Question 129: Which of the following statements about flumazenil is correct?
- A. Can be used in barbiturate poisoning
- B. Specific antidote for opiate overdose
- C. Can be used in benzodiazepine overdose (Correct Answer)
- D. None of the options
Explanation: ***Can be used in benzodiazepine overdose*** - **Flumazenil** is a **competitive antagonist** at the **GABA-A receptor**, specifically designed to reverse the effects of **benzodiazepines**. - It binds to the same receptor site as benzodiazepines, effectively blocking their sedative and anxiolytic actions, making it useful in emergent overdose situations. *Can be used in barbiturate poisoning* - **Flumazenil** is **ineffective** in **barbiturate overdose** because barbiturates bind to a different site on the GABA-A receptor than benzodiazepines. - Barbiturates enhance **GABAergic activity** through a distinct mechanism, which flumazenil does not antagonize. *Specific antidote for opiate overdose* - The **specific antidote for opiate overdose** is **naloxone**, which acts as an opioid receptor antagonist. - **Flumazenil** has **no affinity** for opioid receptors and thus no role in reversing opiate toxicity. *None of the options* - This option is incorrect because **flumazenil** is indeed used for **benzodiazepine overdose**, as described above. - Its specific mechanism of action targets benzodiazepine-induced central nervous system depression.

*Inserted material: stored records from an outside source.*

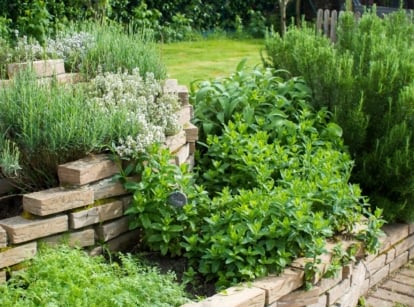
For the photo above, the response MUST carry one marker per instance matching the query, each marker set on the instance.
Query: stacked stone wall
(87, 209)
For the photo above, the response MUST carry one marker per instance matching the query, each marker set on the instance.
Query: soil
(10, 205)
(178, 265)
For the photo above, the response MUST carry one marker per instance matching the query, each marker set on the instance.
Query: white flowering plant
(147, 106)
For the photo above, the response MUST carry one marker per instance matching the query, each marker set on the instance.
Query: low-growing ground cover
(63, 276)
(208, 58)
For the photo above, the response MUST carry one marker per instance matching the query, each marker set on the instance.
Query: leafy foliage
(275, 175)
(51, 279)
(366, 81)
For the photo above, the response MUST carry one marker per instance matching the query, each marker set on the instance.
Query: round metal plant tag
(177, 199)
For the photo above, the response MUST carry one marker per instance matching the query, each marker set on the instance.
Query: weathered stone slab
(395, 233)
(191, 162)
(175, 142)
(124, 241)
(3, 237)
(17, 254)
(336, 292)
(87, 170)
(42, 68)
(81, 238)
(96, 214)
(57, 200)
(390, 255)
(22, 230)
(393, 297)
(182, 154)
(107, 188)
(404, 245)
(191, 132)
(399, 261)
(185, 114)
(278, 286)
(300, 298)
(235, 296)
(108, 231)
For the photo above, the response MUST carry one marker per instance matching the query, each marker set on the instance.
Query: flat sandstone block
(21, 230)
(3, 237)
(87, 170)
(108, 231)
(278, 286)
(107, 188)
(17, 254)
(79, 238)
(96, 214)
(57, 200)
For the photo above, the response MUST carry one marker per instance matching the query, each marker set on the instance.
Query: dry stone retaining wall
(354, 280)
(87, 210)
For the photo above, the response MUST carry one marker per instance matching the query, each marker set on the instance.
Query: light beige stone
(182, 154)
(379, 275)
(300, 298)
(278, 286)
(96, 214)
(399, 261)
(57, 200)
(17, 254)
(327, 283)
(3, 237)
(191, 132)
(81, 238)
(107, 188)
(175, 142)
(336, 292)
(110, 230)
(185, 114)
(125, 241)
(390, 255)
(42, 68)
(395, 233)
(22, 230)
(87, 170)
(238, 296)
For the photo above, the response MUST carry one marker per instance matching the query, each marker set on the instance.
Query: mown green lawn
(206, 59)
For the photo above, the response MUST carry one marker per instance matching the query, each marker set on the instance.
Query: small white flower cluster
(145, 103)
(71, 47)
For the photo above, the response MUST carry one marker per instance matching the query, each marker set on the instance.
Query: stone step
(21, 230)
(57, 200)
(17, 254)
(96, 214)
(3, 237)
(83, 238)
(87, 170)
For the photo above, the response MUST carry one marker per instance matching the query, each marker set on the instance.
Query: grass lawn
(206, 59)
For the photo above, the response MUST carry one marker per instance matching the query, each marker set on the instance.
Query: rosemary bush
(366, 80)
(64, 276)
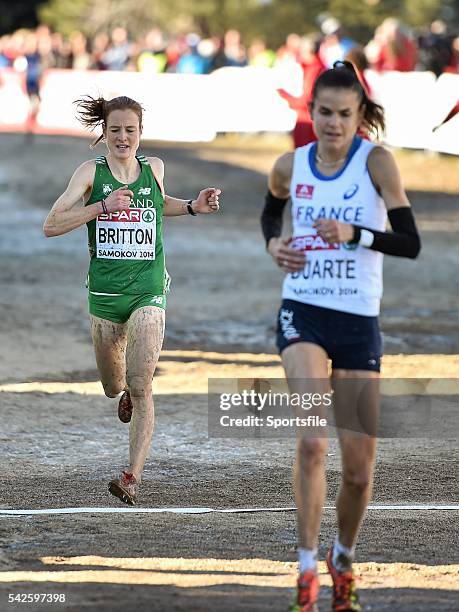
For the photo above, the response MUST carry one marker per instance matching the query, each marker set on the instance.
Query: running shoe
(307, 593)
(345, 598)
(125, 488)
(125, 408)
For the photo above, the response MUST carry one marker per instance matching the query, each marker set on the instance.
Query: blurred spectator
(392, 47)
(99, 48)
(81, 59)
(334, 45)
(192, 61)
(312, 66)
(357, 56)
(454, 62)
(234, 50)
(289, 52)
(117, 55)
(259, 55)
(4, 59)
(153, 58)
(435, 50)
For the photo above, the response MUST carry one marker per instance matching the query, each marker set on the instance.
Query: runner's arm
(288, 259)
(276, 198)
(69, 212)
(173, 207)
(404, 240)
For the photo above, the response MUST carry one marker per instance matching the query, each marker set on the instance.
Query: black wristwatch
(190, 209)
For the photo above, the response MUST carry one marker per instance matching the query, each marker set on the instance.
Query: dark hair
(344, 75)
(92, 112)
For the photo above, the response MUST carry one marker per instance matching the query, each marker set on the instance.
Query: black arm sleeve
(403, 241)
(271, 217)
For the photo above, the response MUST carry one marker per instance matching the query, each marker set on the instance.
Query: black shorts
(352, 342)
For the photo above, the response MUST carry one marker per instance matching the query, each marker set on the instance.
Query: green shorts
(119, 307)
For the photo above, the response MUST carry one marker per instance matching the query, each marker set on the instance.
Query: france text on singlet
(338, 276)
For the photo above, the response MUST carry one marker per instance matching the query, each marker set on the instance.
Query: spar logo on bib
(304, 191)
(313, 242)
(127, 234)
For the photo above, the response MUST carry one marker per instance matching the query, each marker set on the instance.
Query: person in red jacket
(392, 48)
(312, 67)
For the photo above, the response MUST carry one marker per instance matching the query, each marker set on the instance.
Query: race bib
(128, 234)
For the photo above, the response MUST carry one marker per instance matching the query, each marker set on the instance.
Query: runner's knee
(311, 450)
(139, 386)
(111, 389)
(358, 480)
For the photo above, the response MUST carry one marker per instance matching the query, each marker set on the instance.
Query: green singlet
(127, 268)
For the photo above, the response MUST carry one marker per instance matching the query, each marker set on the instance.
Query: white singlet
(337, 276)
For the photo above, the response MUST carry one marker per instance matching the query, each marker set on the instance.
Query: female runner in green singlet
(121, 198)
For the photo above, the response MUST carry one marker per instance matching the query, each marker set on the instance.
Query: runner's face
(337, 116)
(122, 133)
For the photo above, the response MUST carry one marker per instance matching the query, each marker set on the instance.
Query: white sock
(307, 559)
(342, 556)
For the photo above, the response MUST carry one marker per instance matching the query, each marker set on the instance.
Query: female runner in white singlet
(342, 188)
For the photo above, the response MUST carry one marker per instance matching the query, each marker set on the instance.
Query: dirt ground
(61, 441)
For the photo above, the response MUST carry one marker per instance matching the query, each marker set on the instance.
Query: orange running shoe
(125, 488)
(307, 593)
(345, 598)
(125, 408)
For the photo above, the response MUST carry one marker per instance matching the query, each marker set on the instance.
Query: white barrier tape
(415, 103)
(5, 512)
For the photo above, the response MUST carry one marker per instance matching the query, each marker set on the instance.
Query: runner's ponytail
(92, 112)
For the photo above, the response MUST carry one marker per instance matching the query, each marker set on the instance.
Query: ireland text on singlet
(126, 247)
(338, 276)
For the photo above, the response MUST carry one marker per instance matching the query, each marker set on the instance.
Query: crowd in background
(393, 47)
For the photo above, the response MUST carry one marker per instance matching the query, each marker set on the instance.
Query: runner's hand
(287, 259)
(119, 200)
(207, 201)
(333, 231)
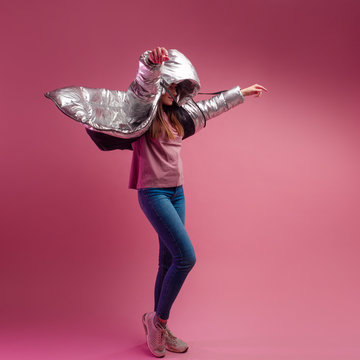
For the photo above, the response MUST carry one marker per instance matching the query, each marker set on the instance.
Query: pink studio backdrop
(272, 186)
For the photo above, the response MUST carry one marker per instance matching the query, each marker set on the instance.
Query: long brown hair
(160, 126)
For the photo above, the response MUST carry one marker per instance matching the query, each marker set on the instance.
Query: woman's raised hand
(158, 55)
(253, 90)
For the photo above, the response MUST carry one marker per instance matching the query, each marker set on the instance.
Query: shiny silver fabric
(204, 110)
(129, 114)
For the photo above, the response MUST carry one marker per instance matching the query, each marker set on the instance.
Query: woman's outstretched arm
(226, 100)
(204, 110)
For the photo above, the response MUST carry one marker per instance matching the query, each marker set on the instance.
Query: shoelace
(160, 335)
(171, 335)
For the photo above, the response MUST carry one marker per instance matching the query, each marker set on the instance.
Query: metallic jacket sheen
(129, 114)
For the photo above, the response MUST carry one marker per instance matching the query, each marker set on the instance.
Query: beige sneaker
(173, 343)
(155, 335)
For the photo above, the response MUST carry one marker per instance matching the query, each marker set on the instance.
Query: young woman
(156, 173)
(152, 118)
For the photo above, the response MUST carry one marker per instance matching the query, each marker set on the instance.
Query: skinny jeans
(165, 209)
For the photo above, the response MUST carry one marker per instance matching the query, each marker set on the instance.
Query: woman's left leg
(158, 207)
(165, 257)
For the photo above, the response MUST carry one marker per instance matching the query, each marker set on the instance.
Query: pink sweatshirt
(156, 162)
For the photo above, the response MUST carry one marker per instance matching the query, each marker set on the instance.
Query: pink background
(272, 187)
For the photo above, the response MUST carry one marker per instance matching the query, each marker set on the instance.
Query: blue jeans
(165, 209)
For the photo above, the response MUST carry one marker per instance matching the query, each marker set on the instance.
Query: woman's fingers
(159, 55)
(259, 86)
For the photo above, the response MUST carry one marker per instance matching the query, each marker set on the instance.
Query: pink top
(156, 162)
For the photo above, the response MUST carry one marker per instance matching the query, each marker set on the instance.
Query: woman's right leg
(163, 215)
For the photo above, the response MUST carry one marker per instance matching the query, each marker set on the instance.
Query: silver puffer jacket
(129, 114)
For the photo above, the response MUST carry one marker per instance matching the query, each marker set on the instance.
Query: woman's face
(166, 98)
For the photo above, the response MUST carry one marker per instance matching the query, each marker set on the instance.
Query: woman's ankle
(160, 321)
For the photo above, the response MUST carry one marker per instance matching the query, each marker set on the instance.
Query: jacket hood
(179, 70)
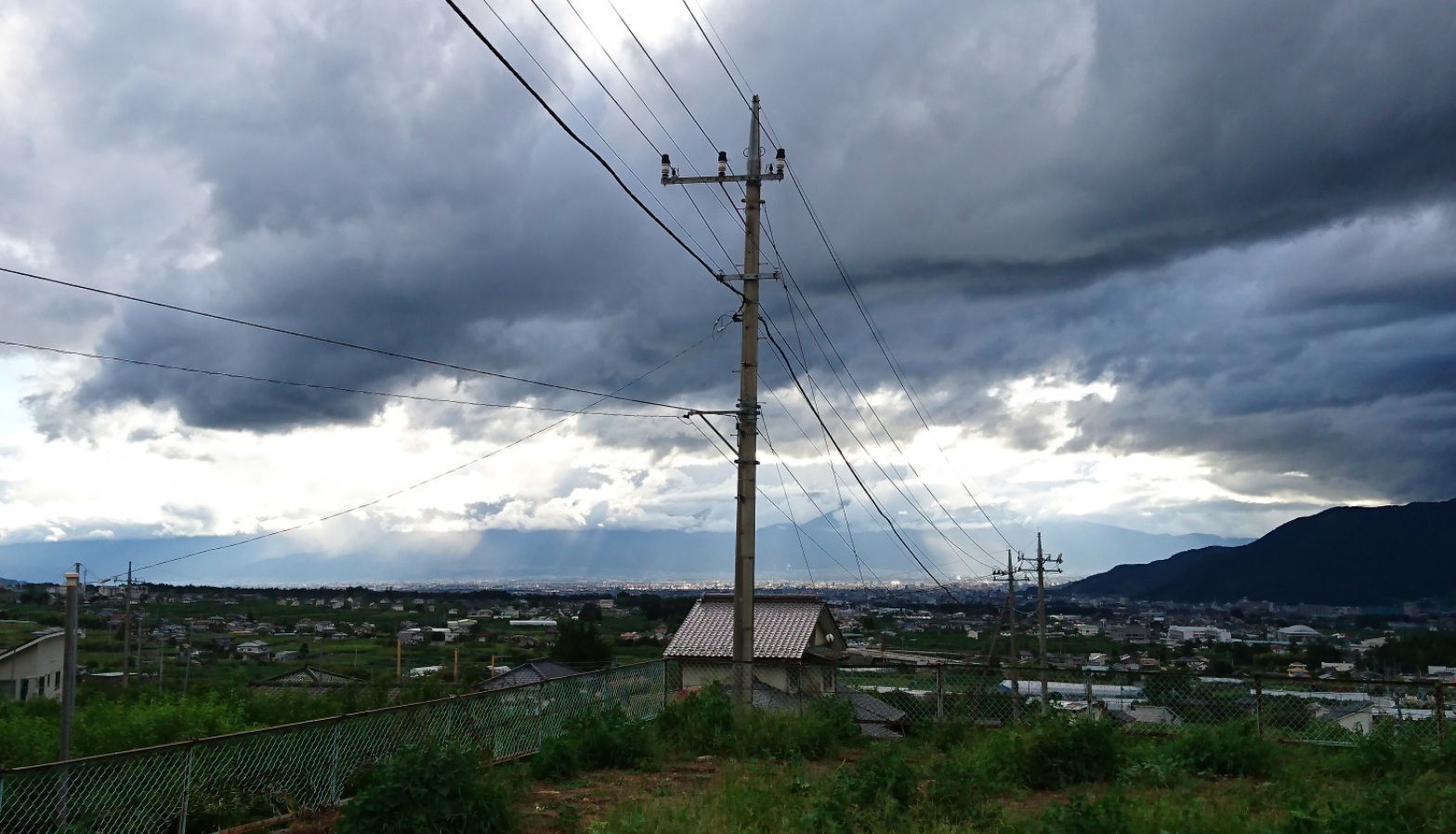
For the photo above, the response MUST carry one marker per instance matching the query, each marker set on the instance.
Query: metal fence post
(334, 762)
(1258, 703)
(1440, 710)
(939, 693)
(541, 715)
(187, 785)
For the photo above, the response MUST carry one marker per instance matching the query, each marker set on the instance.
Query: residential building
(1197, 633)
(795, 649)
(33, 669)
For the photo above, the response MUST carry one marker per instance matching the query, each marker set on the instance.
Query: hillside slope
(1341, 556)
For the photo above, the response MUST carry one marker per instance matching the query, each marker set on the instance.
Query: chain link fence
(215, 783)
(1162, 703)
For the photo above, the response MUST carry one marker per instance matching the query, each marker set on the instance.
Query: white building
(33, 670)
(1197, 633)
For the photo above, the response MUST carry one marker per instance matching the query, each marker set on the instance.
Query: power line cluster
(839, 436)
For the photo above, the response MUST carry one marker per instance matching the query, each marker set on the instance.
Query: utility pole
(747, 413)
(125, 636)
(69, 693)
(1011, 618)
(1042, 612)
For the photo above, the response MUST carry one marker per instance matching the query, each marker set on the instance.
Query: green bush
(1108, 814)
(701, 723)
(1227, 749)
(426, 790)
(593, 741)
(826, 726)
(1057, 751)
(963, 783)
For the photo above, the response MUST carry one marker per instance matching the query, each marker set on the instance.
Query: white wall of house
(33, 670)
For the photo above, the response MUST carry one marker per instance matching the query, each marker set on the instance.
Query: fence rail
(211, 783)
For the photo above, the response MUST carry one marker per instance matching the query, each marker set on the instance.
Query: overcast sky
(1165, 266)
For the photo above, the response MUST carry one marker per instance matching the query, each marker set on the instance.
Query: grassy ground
(703, 767)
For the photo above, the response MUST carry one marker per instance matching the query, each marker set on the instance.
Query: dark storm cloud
(1237, 213)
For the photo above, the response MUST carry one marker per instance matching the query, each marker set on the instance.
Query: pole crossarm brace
(670, 174)
(773, 275)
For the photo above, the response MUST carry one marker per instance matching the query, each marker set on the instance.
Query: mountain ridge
(1340, 556)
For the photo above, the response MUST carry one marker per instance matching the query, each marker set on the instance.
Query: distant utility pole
(747, 412)
(1042, 612)
(125, 636)
(69, 693)
(1011, 616)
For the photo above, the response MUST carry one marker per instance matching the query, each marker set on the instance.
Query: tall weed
(595, 741)
(441, 789)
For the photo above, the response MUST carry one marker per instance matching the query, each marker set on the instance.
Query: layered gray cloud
(1240, 215)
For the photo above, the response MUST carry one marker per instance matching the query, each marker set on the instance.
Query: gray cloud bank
(1238, 213)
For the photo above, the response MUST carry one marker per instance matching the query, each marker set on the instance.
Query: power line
(890, 476)
(864, 397)
(667, 133)
(775, 504)
(884, 349)
(577, 138)
(418, 484)
(858, 479)
(315, 386)
(335, 343)
(715, 51)
(854, 292)
(587, 121)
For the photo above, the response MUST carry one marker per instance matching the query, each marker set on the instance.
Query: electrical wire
(775, 504)
(418, 484)
(649, 111)
(315, 386)
(715, 53)
(587, 121)
(860, 480)
(893, 477)
(844, 274)
(328, 341)
(577, 138)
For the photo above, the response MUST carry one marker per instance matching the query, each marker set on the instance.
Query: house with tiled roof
(534, 671)
(796, 644)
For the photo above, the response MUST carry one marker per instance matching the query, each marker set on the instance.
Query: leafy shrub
(963, 783)
(706, 723)
(1150, 764)
(426, 790)
(1057, 751)
(1104, 815)
(1227, 749)
(701, 723)
(826, 726)
(593, 741)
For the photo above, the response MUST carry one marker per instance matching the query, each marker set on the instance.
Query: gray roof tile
(782, 628)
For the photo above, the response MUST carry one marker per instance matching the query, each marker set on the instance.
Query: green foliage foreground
(1057, 776)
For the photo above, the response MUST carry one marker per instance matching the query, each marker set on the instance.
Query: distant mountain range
(1341, 556)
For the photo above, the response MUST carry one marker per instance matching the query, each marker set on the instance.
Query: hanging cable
(577, 138)
(315, 386)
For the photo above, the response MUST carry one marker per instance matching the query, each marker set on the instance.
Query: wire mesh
(229, 780)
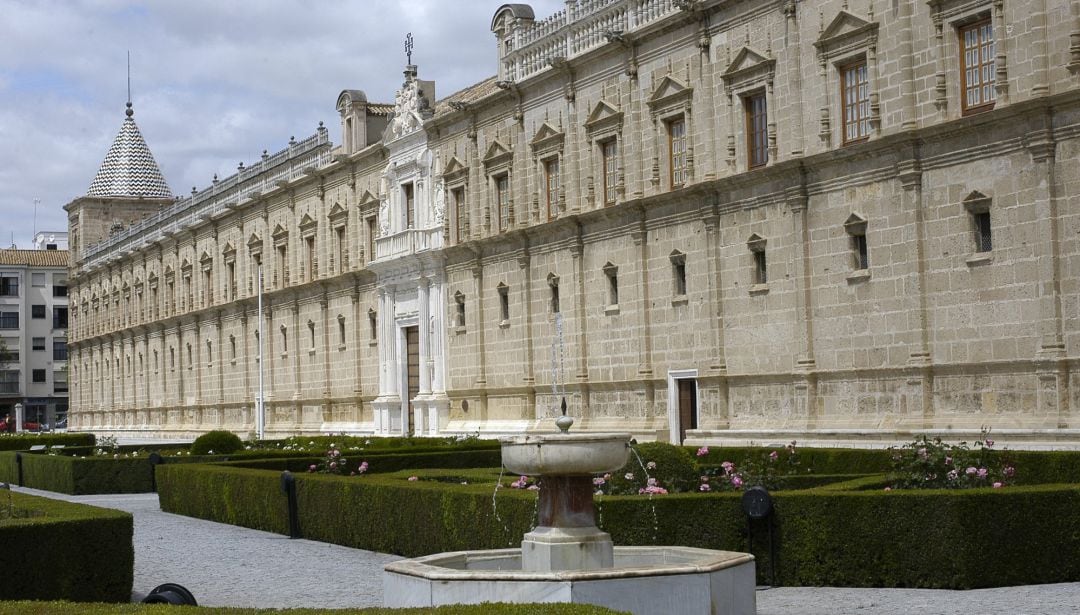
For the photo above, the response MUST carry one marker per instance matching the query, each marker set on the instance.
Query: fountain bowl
(673, 580)
(565, 454)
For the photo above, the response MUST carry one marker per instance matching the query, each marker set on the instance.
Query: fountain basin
(644, 579)
(564, 454)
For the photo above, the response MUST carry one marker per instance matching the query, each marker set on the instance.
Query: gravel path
(225, 565)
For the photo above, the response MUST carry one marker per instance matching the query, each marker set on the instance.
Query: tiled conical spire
(129, 169)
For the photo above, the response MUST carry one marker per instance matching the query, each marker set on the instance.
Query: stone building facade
(703, 221)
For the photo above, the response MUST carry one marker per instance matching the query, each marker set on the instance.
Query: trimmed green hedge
(71, 551)
(24, 441)
(852, 534)
(489, 609)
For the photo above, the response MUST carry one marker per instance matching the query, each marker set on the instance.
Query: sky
(213, 82)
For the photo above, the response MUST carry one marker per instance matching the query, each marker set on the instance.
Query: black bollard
(757, 505)
(170, 593)
(156, 460)
(288, 485)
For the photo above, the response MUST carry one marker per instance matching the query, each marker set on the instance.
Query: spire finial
(130, 112)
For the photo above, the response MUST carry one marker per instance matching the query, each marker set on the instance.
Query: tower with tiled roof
(129, 169)
(127, 187)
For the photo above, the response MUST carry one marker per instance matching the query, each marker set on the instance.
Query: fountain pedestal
(567, 558)
(567, 536)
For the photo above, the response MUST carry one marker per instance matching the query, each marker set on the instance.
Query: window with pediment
(604, 132)
(368, 211)
(847, 56)
(670, 106)
(206, 265)
(971, 64)
(548, 150)
(280, 237)
(498, 162)
(308, 228)
(339, 228)
(456, 177)
(747, 83)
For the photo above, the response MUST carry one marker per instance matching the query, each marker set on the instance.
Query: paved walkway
(225, 565)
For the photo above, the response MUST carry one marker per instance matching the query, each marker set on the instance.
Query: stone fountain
(567, 558)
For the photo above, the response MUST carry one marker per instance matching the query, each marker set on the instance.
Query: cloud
(213, 83)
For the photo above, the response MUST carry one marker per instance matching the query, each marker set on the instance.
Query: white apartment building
(34, 323)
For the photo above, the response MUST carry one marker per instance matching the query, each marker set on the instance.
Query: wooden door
(413, 358)
(687, 406)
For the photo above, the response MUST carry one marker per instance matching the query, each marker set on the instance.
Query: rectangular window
(342, 249)
(503, 303)
(855, 94)
(502, 200)
(372, 234)
(312, 264)
(59, 350)
(976, 66)
(676, 151)
(281, 268)
(609, 152)
(757, 130)
(678, 275)
(760, 269)
(9, 285)
(551, 187)
(9, 382)
(460, 213)
(59, 318)
(860, 252)
(459, 302)
(407, 191)
(611, 273)
(984, 238)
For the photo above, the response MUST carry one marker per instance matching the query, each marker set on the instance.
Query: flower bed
(65, 551)
(849, 533)
(489, 609)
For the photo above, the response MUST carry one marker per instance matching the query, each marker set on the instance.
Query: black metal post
(288, 485)
(154, 462)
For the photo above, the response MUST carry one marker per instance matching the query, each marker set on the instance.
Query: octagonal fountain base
(672, 580)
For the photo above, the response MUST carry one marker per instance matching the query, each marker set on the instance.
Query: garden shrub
(24, 441)
(487, 609)
(70, 551)
(669, 468)
(849, 534)
(218, 442)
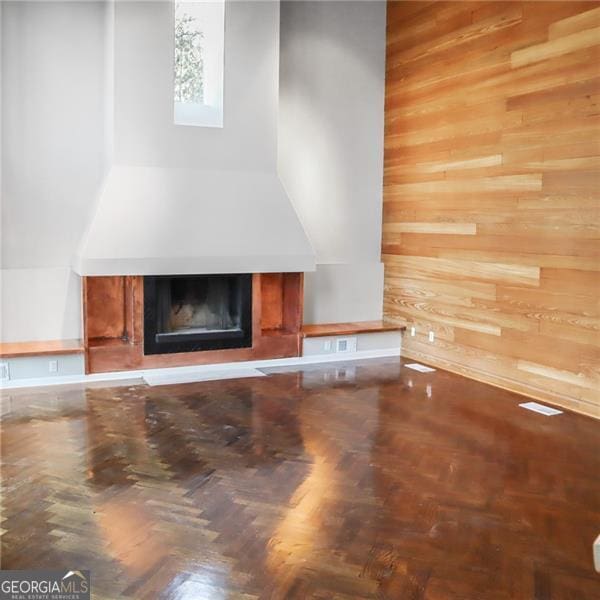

Question 130: Which of the following typical antipsychotic drugs is least commonly used in depot form?
- A. Haloperidol
- B. Fluphenazine
- C. Chlorpromazine (Correct Answer)
- D. Trifluoperazine
Explanation: ***Chlorpromazine*** - Chlorpromazine is a **typical antipsychotic** that is **NOT available in depot form** for clinical use. - It is available only in **oral** and **short-acting injectable** formulations, making it the **least commonly used in depot form** among the options listed. - Its high sedative properties, orthostatic hypotension risk, and pharmacokinetic profile make it unsuitable for long-acting depot formulation. *Haloperidol* - **Haloperidol decanoate** is one of the **most widely used depot formulations** of typical antipsychotics. - Administered intramuscularly every **3-4 weeks**, it is highly effective for **long-term maintenance treatment** in schizophrenia. - Its favorable pharmacokinetic profile makes it ideal for depot preparation. *Fluphenazine* - **Fluphenazine decanoate** and **fluphenazine enanthate** are **well-established depot preparations** with decades of clinical use. - These formulations allow for dosing every **2-4 weeks**, significantly improving **medication adherence** in chronic psychotic disorders. - Fluphenazine depot is a first-line option for long-acting injectable antipsychotic therapy. *Trifluoperazine* - Trifluoperazine is primarily available and used as an **oral medication** for maintenance therapy. - While some limited depot formulations have been reported in older literature, they are **not commonly used in clinical practice**. - However, it is still more available in depot form than chlorpromazine, which has essentially **no depot use**.